🤖 AI Summary
In large-scale learning, minibatch optimal transport (OT) is commonly employed to approximate exact OT, yet the global coupling mechanism underlying this approximation remains unclear. This work formally defines the expected minibatch OT plan—as the expectation of independent empirical minibatch OT plans—and establishes its consistency and convergence rates, with a refined characterization of bias and convergence behavior in the semi-discrete setting. The proposed framework is applied to flow matching, yielding velocity fields with favorable regularity that guarantee a unique flow transporting a continuous source distribution to a discrete target distribution.
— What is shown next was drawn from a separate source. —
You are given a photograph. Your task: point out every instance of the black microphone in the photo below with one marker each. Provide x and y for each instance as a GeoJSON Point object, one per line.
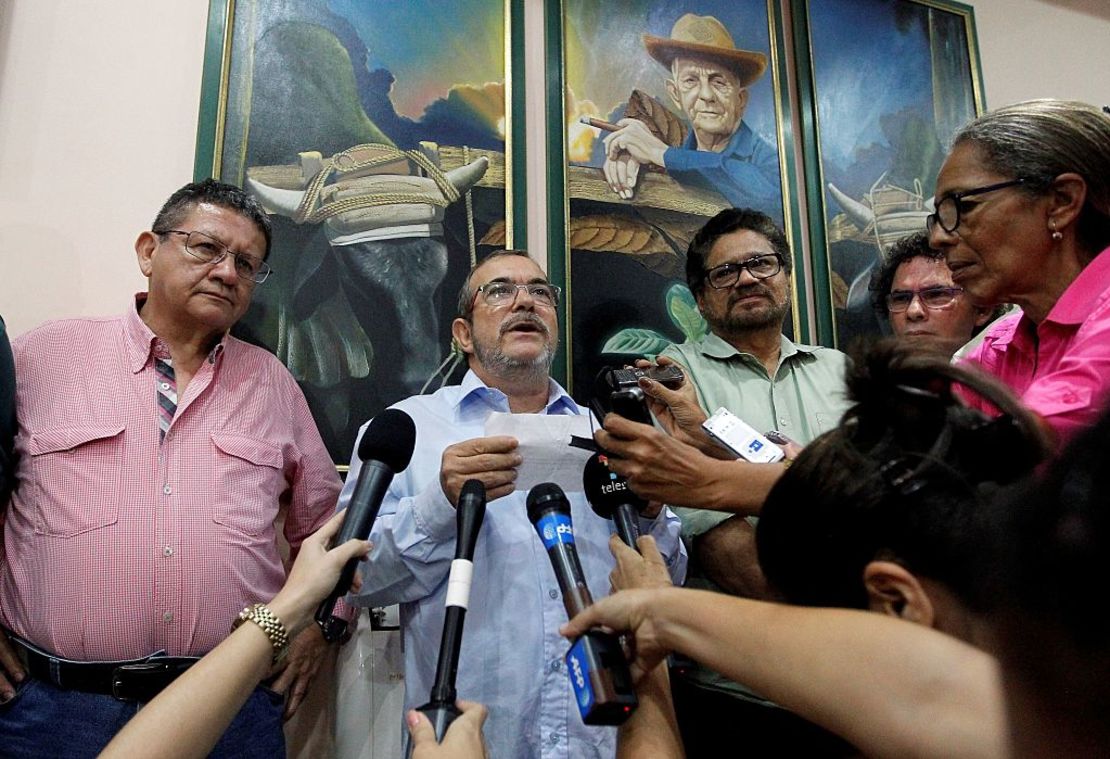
{"type": "Point", "coordinates": [611, 497]}
{"type": "Point", "coordinates": [595, 664]}
{"type": "Point", "coordinates": [441, 708]}
{"type": "Point", "coordinates": [385, 448]}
Experiments on diatomic models, synthetic data, and image tasks validate the theoretical findings, revealing a trade-off between batch size and numerical integration error, and demonstrating significantly enhanced stability and efficiency in flow matching.
📝 Abstract
Solving optimal transport (OT) on random minibatches is a common surrogate for exact OT in large-scale learning. In flow matching (FM), this surrogate is used to obtain OT-like couplings that can straighten probability paths and reduce numerical integration cost. Yet, the population-level coupling induced by repeated minibatch OT remains only partially understood. We formalize this coupling as the expected batch OT plan $\overlineπ_{k}$, obtained by averaging empirical OT plans over independent minibatches of size $k$. We then establish its large-batch consistency and, in the semidiscrete case relevant to generative modeling, derive rates for both the transport-cost bias and the convergence of $\overlineπ_{k}$ to the OT plan. For FM, this yields a population coupling whose induced velocity field is regular enough to define a unique flow from the source to the discrete target. We finally quantify how OT batch size interacts with numerical integration in a tractable two-atom model and in synthetic and image experiments.